So they'll definitely need a more powerful GPU for the pro-users. I wonder if they can make a 4xGPU, or if the yield will become poor as the die size increases. Maybe they'll have to do a discrete GPU, but that doesn't seem to match their current trajectory.

And then there have been "leaks" (rumors, really) about an 32xcore M1-family CPU, but I imagine the yield of such a beast would be horrible, with all the other SOC components on the same die. Especially, if they put a 32xcore GPU on the same die.


(microelectronics graduate in 2001, turned software engineer, I have worked for ARM and Imagination Technologies on simulations of CPUs, GPUs, networking products and other bits of SoCs)

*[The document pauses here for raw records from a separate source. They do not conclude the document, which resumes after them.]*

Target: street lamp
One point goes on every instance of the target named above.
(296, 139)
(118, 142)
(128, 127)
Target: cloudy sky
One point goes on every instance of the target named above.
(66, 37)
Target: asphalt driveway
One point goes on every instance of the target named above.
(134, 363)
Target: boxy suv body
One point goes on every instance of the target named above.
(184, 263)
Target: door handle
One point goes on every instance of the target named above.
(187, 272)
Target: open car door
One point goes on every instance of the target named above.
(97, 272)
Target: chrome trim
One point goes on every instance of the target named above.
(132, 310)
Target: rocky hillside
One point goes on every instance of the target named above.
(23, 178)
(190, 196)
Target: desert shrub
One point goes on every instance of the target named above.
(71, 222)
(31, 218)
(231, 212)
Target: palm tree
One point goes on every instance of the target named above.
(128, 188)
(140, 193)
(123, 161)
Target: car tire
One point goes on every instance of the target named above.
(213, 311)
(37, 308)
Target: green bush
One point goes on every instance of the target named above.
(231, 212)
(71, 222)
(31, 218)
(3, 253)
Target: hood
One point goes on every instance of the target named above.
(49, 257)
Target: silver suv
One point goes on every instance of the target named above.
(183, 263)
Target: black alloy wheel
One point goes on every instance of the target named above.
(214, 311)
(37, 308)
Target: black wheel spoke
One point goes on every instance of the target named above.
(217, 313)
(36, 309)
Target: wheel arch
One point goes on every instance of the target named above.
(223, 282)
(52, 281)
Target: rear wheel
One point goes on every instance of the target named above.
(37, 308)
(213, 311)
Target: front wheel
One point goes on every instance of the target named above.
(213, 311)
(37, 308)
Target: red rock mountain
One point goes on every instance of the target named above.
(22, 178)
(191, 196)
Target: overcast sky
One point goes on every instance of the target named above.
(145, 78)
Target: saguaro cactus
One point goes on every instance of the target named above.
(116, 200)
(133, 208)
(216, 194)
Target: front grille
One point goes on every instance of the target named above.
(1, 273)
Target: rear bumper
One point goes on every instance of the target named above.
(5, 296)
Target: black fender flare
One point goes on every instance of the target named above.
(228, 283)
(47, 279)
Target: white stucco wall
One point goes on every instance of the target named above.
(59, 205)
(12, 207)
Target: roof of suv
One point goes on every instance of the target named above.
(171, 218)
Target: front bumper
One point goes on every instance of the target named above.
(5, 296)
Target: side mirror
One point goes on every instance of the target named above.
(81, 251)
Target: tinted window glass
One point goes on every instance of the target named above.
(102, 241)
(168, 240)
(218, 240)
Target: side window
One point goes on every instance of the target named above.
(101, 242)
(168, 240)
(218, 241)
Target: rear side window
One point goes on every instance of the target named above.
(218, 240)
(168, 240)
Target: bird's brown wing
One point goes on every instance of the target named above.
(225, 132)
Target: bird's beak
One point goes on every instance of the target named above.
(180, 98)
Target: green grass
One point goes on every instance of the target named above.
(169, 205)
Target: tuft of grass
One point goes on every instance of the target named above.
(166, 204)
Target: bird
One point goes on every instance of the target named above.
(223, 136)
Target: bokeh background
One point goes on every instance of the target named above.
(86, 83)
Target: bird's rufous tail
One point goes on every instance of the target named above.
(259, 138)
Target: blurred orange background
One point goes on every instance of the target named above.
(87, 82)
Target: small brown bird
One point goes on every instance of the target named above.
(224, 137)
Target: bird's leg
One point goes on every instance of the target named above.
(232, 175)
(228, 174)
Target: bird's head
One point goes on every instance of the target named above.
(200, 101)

Yield wouldn't be that bad - ARM CPUs are small in comparison to their x86 cousins. I would expect that you would get to 32 CPUs the same way everyone else does - build a 32 core design and blow enable fuses on bad CPUs, then badge as appropriate.

To get a desktop class GPU they will need to address memory bandwidth. I am assuming they are using a tile based rendering process so memory bandwidth is less of an issue in comparison to scan line rendering (do desktop GPUs still do that?) I would assume that they are enjoying the benefits of the system level cache with the CPU and GPU sharing. I would expect there to be some careful benchmarking of increasing GPU cores, memory speed, memory size and system cache size going on at Apple.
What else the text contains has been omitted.